Mutter vergiftet Sohn: Psychische Störung blieb unbemerkt
Der kleine Garnett wurde systematisch von seiner Mutter krank gemacht.

Ärzte bemerkten die psychische Störung der Mutter nicht

Lacey Spears wird in den USA der Prozess wegen Totschlags gemacht: Die 26-Jährige soll ihr eigenes Kind fünf Jahre lang vergiftet haben. Der kleine Garnett starb im Januar 2014 in einem Krankenhaus. Kurz vor seinem Tod bat er einen Freund, nicht alleine mit der Mutter gelassen zu werden. Diese leidet am sogenannten Münchhausen-Stellvertreter-Syndrom – sie hat ihr Kind krank gemacht, um selbst mehr Aufmerksamkeit zu bekommen, berichtet das US-Nachrichtenportal Lohud.com.

Garnett Spears wurde nur fünf Jahre alt. Der Junge aus Westchester County, USA, war innerhalb seines kurzen Lebens über zwanzig Mal im Krankenhaus. Die Gründe dafür waren Fieber, Verdauungsprobleme, Ohreninfekte und Epilepsieanfälle – die höchstwahrscheinlich alle von der Überdosierung von Salz herrühren. An dieser trägt mutmaßlich seine Mutter Lacey die Schuld.

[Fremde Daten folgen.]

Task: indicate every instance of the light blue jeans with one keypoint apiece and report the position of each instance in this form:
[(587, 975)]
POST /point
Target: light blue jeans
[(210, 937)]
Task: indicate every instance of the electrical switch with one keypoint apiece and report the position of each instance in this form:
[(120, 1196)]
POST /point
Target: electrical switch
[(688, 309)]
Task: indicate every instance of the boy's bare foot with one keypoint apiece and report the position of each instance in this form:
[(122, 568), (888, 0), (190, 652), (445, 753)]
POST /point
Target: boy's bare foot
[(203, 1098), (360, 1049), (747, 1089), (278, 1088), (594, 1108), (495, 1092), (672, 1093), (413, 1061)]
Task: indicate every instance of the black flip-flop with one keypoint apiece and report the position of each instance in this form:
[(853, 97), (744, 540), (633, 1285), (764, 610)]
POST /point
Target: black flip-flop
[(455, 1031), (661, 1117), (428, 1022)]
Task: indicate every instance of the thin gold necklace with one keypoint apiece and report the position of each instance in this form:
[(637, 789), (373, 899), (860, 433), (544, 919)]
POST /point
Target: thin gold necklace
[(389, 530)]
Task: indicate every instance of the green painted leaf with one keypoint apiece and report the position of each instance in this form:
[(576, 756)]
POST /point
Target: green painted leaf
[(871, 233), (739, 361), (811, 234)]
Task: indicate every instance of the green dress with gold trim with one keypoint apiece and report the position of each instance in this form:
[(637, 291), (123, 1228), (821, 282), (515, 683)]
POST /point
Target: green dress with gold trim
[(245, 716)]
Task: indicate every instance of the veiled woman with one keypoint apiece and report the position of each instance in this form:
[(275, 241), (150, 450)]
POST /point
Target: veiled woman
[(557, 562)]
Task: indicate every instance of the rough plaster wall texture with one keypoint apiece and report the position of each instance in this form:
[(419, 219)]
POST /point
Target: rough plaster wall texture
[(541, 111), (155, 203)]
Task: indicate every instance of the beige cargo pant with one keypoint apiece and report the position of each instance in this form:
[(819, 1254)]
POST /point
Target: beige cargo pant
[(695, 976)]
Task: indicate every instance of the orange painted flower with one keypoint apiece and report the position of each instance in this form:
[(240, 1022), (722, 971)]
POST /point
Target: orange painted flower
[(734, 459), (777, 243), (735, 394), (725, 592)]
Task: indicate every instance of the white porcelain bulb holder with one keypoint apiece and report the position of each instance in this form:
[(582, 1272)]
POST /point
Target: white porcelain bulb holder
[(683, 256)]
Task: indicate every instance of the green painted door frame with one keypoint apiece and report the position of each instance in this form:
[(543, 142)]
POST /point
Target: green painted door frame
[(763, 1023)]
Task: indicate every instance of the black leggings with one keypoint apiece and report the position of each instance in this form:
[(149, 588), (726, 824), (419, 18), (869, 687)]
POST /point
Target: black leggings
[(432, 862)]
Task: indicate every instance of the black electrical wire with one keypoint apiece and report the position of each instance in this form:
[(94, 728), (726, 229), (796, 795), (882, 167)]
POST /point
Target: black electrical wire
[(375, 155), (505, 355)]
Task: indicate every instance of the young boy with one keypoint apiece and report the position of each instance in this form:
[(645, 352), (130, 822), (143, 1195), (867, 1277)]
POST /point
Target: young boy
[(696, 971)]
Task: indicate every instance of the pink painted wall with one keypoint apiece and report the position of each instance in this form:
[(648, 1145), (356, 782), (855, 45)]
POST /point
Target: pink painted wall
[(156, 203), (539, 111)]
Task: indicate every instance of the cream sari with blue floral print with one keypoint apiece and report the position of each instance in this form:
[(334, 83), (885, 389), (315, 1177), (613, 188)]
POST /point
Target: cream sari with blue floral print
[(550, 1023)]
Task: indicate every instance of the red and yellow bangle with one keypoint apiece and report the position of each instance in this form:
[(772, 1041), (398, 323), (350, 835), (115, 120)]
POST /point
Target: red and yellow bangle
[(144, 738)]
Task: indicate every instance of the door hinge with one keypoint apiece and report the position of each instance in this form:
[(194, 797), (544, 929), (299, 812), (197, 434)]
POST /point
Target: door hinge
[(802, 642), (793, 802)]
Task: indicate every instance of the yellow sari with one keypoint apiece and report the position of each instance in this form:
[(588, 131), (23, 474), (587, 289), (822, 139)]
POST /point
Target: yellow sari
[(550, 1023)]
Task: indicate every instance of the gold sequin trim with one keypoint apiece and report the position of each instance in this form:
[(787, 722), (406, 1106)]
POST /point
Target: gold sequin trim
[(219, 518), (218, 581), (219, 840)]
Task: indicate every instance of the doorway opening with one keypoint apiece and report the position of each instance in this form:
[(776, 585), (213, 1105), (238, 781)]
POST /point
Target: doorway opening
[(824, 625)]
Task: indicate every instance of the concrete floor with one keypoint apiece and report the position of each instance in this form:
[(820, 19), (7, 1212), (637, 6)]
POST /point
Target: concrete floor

Die Ärzte konnten keine Ursache für die Symptome festmachen. Sie verschrieben Garnett schließlich eine Magensonde. Lacey soll diese benutzt haben, um noch mehr Salz in den Magen ihres Sohnes zu befördern. Obwohl Lacey Spears auf unschuldig plädiert, sind die Beweise gegen sie erdrückend: Im Suchverlauf ihres Computers fand die Polizei Internetseiten, auf denen steht, welche Schäden Salz im Körper verursachen kann.

Diese sind beträchtlich: Salz lässt das Blut dicker werden und den Blutdruck steigen. Bei einer Überdosis kann es zum Schock, epileptischen Anfällen und sogar zu einem Atem- und Herzstillstand führen. Ärzte haben den hohen Salzgehalt in Garnetts Körper zwar bemerkt, die Verbindung zur (nicht erkannten) psychischen Kondition von Lacey aber nicht hergestellt – es blieb bei einer Ermahnung, das Essen weniger zu salzen.

Mutter vergiftet Sohn: Lacey Spears drohen 25 Jahre Haft

Lacey hat außerdem, während ihr Sohn im Sterben lag, eine Nachbarin angerufen und sie gebeten, die Tasche mit der Magensonde zu vernichten. Die Nachbarin schöpfte jedoch Verdacht und alarmierte die Polizei. Die Polizei fand bei der Durchsuchung der Tasche eine große Menge Salz.

Die 26-jährige, allein erziehende Mutter leidet am Münchhausen-Stellvertreter-Syndrom. Menschen, die an dieser psychischen Störung leiden, erfinden, übersteigern oder verursachen Krankheitssymptome anderer Personen, um eine medizinische Behandlung zu verlangen. Von der Störung sind fast ausschließlich Frauen betroffen, die Opfer in fast allen Fällen ihre eigenen Kinder. Unter anderem ist dieses Syndrom durch den US-Rapper Eminem bekannt, dessen Mutter dem Musiker angeblich jahrelang verschiedene Krankheiten eingeredet haben soll.

Auch Lacey hat die Aufmerksamkeit genossen: Sie postete Garnetts Krankheitsgeschichte gerne und oft bei Facebook und Twitter, führte sogar einen Blog mit dem Namen „Garnett’s Journey“ (Garnetts Reise). Sie bat in ihren Einträgen oft um seelische Unterstützung für ihren kranken Sohn. Lacey Spears drohen im Fall einer Verurteilung bis zu 25 Jahre Gefängnis.